Goro Kasuya1, Kazuki Terashima2, Kei Shibuya3, Shingo Toyama4, Daniel K. Ebner1,5, Hiroshi Tsuji1, Tomoaki Okimoto2, Tatsuya Ohno3, Yoshiyuki Shioyama6, Takashi Nakano1, Tadashi Kamada1 and the Japan Carbon-Ion Radiation Oncology Study Group

1 QST Hospital (Former Hospital of the National Institute of Radiological Sciences), National Institutes for Quantum and Radiological Science and Technology, Chiba, Japan

2 Department of Radiology, Hyogo Ion Beam Medical Center, Tatsuno, Japan

3 Gunma University Heavy Ion Medical Center, Maebashi, Japan

4 Ion Beam Therapy Center, SAGA-HIMAT Foundation, Tosu, Japan

5 Harvard TH Chan School of Public Health, Boston, MA, USA

6 Department of Radiology, Kyushu University, Hakata, Japan

Correspondence to:

Goro Kasuya,email: kasuya.goro@qst.go.jp

Keywords: carbon-ion radiotherapy; radiation; cholangiocarcinoma; adverse event; survival

Received: March 06, 2019     Accepted: June 05, 2019     Published: July 09, 2019

ABSTRACT

To evaluate the safety and efficacy of carbon-ion radiotherapy (CIRT) for cholangiocarcinoma via a multicenter retrospective study.

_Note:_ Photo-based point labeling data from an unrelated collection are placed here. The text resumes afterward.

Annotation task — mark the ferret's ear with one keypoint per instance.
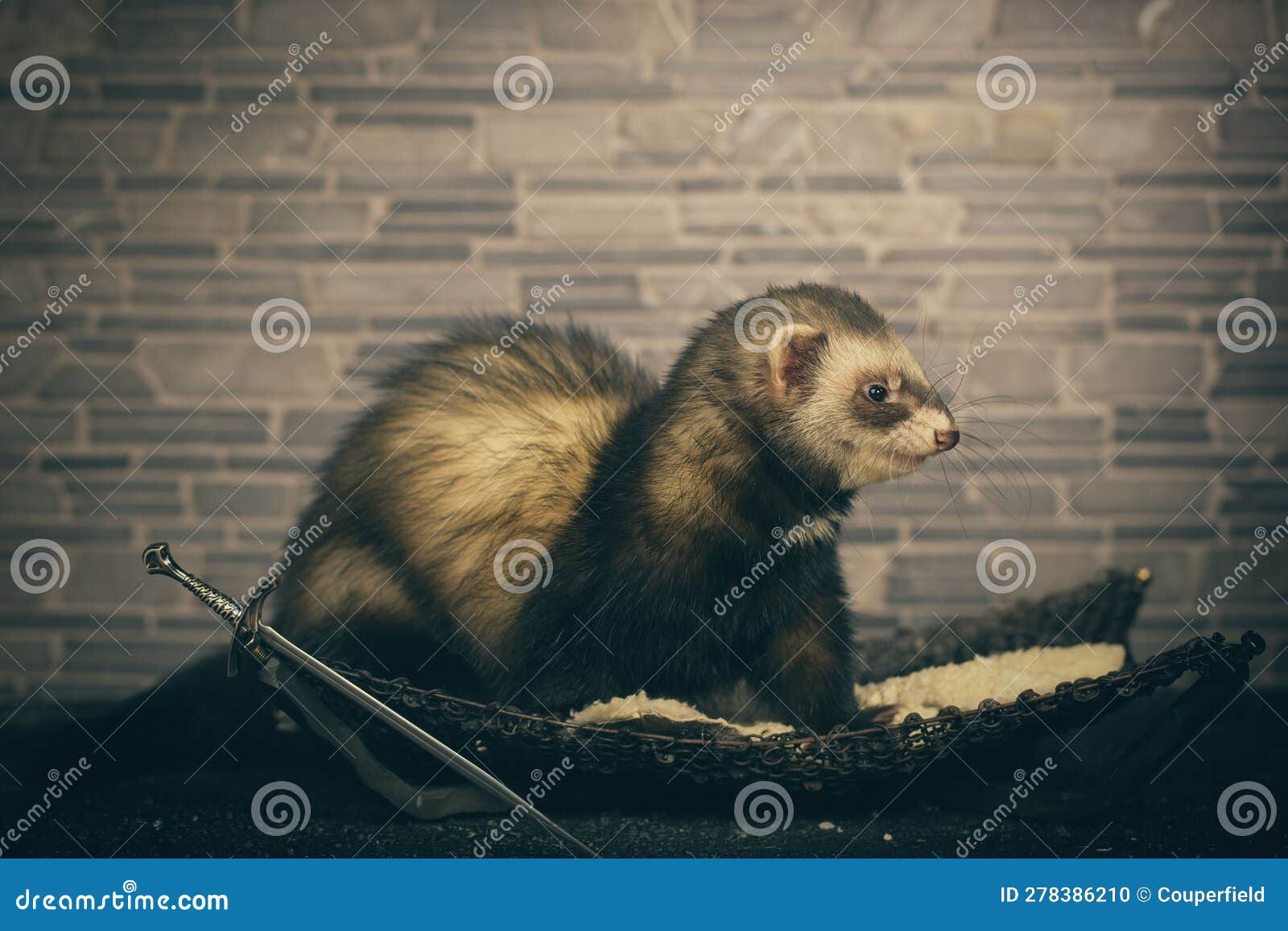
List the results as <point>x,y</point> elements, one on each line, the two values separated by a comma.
<point>795,362</point>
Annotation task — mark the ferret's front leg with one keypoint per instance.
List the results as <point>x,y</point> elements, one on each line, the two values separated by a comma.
<point>808,673</point>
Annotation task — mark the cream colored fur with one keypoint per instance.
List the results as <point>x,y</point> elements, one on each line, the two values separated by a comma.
<point>1001,676</point>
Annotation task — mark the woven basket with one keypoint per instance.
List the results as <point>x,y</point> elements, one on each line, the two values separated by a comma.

Clinical data were collected from patients with cholangiocarcinoma who had received CIRT at one of four treating institutions in Japan. Of 56 eligible patients, none received surgery for cholangiocarcinoma before or after CIRT. The primary endpoint was overall survival (OS). Based on the tumor site, the 56 cases were categorized as intrahepatic cholangiocarcinoma (IHC) (n=27) or perihilar cholangiocarcinoma (PHC) (n=29). In all patients, the median tumor size was 37 (range, 15‒110) mm, and the most commonly prescribed dose was 76 Gy (relative biological effectiveness) in 20 fractions. The median survival was 14.8 (range, 2.1-129.2) months, and the 1- and 2-year OS rates were 69.7% and 40.9%, respectively. The median survival times of the patients with IHC and those with PHC were 23.8 and 12.6 months, respectively. Both univariate and multivariate analyses revealed that cholangitis pre-CIRT and Child‒Pugh class B were significant prognostic factors for an unfavorable OS. Of four patients who died of liver failure, one with IHC was suspected to have radiation-induced liver disease because of newly developed ascites, and died at 4.3 months post-CIRT. Grade 3 CIRT-related bile duct stenosis was observed in one IHC case. No other CIRT-related severe adverse events, including gastrointestinal events, were observed. These results suggest that CIRT yields relatively favorable treatment outcomes, especially for patients with IHC, and acceptable toxicities were observed in patients with cholangiocarcinoma who did not receive surgery.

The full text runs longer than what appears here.